Statue of Liberty same age as Vancouver!
Statue of Liberty same age as Vancouver!

The year 1886

Vancouver was incorporated in 1886. What else was happening that same year outside the city?

Here and elsewhere in Canada, inspectors were assigned to enforce labor laws that forbade women and children from working more than 60 hours per week. The Pope named Elzéar-Alexandre Taschereau the first ever Canadian Cardinal. The whipping of female prison inmates was abolished.

The Nova Scotia legislature passed a resolution moved by Premier William Fielding for the release of the province from Confederation! (Wonder how that turned out?)

A new national trade union umbrella group, the Trades and Labour Congress of Canada, was formed. Manitoba farmer Angus Mackay showed that Red Fife wheat was a winner: he got 35 bushels of hard wheat per acre. And Salada Tea was introduced by Canada’s Peter Larkin, who named it for a small tea garden in India.

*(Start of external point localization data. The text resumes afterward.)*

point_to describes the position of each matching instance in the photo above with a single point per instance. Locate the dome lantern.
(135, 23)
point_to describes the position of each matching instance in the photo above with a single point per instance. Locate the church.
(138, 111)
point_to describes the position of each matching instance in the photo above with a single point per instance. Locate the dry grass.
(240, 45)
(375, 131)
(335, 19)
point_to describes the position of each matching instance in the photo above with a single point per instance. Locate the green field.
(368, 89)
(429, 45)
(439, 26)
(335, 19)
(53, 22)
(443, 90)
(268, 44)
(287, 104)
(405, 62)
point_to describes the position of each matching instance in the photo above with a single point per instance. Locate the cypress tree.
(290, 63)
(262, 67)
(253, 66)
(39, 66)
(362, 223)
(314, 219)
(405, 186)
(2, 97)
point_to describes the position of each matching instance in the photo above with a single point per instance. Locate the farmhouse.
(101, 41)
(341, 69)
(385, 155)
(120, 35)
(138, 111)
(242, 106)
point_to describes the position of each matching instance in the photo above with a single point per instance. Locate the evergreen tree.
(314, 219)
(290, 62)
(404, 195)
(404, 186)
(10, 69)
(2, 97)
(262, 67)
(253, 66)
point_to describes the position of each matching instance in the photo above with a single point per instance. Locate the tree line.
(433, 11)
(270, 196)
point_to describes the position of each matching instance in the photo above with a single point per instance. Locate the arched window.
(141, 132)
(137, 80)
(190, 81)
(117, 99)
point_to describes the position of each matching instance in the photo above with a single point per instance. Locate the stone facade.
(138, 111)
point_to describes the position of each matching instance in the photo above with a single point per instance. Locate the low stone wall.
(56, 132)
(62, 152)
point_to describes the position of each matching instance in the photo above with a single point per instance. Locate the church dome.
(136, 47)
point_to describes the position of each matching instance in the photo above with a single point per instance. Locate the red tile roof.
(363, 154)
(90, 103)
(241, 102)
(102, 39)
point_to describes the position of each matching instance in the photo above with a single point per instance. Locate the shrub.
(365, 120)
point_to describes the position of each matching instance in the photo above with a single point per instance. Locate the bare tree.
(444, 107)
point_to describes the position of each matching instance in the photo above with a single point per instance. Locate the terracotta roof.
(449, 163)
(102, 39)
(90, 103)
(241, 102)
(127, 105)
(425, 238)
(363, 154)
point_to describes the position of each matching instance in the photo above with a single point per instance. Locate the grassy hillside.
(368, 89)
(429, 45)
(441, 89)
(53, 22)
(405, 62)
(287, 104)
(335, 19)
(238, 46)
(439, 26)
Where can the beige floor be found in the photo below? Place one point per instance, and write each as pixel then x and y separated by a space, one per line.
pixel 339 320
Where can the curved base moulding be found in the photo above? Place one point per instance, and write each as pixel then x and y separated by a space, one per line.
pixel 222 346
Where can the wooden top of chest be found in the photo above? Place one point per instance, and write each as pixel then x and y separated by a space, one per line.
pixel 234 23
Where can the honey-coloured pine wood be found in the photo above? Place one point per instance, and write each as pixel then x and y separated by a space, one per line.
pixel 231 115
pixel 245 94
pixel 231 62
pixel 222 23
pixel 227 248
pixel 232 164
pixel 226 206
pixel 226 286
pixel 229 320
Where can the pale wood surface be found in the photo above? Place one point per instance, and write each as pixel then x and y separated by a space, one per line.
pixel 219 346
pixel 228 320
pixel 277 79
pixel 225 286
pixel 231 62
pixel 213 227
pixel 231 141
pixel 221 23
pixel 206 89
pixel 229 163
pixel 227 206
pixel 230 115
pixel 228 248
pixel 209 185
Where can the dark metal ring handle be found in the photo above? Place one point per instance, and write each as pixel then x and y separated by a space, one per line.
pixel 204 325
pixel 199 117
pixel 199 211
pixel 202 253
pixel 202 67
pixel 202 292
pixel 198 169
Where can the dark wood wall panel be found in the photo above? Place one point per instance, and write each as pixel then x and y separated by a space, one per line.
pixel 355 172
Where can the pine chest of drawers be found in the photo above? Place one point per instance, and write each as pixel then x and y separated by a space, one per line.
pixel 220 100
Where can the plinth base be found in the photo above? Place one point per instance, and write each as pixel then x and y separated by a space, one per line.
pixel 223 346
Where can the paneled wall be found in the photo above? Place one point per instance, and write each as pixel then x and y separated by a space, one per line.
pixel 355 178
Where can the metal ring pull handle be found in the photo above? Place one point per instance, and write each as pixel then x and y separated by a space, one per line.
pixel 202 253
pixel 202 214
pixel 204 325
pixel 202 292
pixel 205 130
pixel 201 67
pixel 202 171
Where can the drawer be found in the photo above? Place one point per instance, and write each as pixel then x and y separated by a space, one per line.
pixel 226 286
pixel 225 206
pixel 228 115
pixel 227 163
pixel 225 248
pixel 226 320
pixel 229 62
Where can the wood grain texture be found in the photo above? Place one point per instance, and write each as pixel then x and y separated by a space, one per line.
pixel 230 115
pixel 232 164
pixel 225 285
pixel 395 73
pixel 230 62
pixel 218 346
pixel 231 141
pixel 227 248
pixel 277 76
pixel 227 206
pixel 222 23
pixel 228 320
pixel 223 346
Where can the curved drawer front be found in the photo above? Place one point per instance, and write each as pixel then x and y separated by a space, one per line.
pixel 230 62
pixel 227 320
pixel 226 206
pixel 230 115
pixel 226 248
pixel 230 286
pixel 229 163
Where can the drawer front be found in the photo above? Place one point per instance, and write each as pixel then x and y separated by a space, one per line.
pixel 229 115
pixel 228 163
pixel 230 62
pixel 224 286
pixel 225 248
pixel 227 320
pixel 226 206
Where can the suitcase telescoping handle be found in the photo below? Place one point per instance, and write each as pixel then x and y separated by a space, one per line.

In the USA, the Statue of Liberty was dedicated in New York Harbor by President Grover Cleveland. U.S. troops captured the Apache chief Geronimo. The “tuxedo” dinner jacket was introduced, named for Tuxedo Park, a New York State hangout for rich folk. Coca-Cola first went on sale in Atlanta, devised by pharmacist John Pemberton as a headache and hangover remedy. Johnson’s Wax was introduced. Sears, Roebuck began. Maxwell House Coffee got its name from the Nashville hotel that served it.

Elsewhere in the world: Karl Benz patented the first successful gasoline-driven automobile. Johannesburg, South Africa was incorporated. Robert Louis Stevenson’s horror novel, The Strange Case of Dr. Jekyll and Mr. Hyde, appeared. Das Kapital, by Karl Marx, was published in English. And Israeli politician (the first prime minister) David Ben-Gurion and Mexican muralist Diego Rivera were born.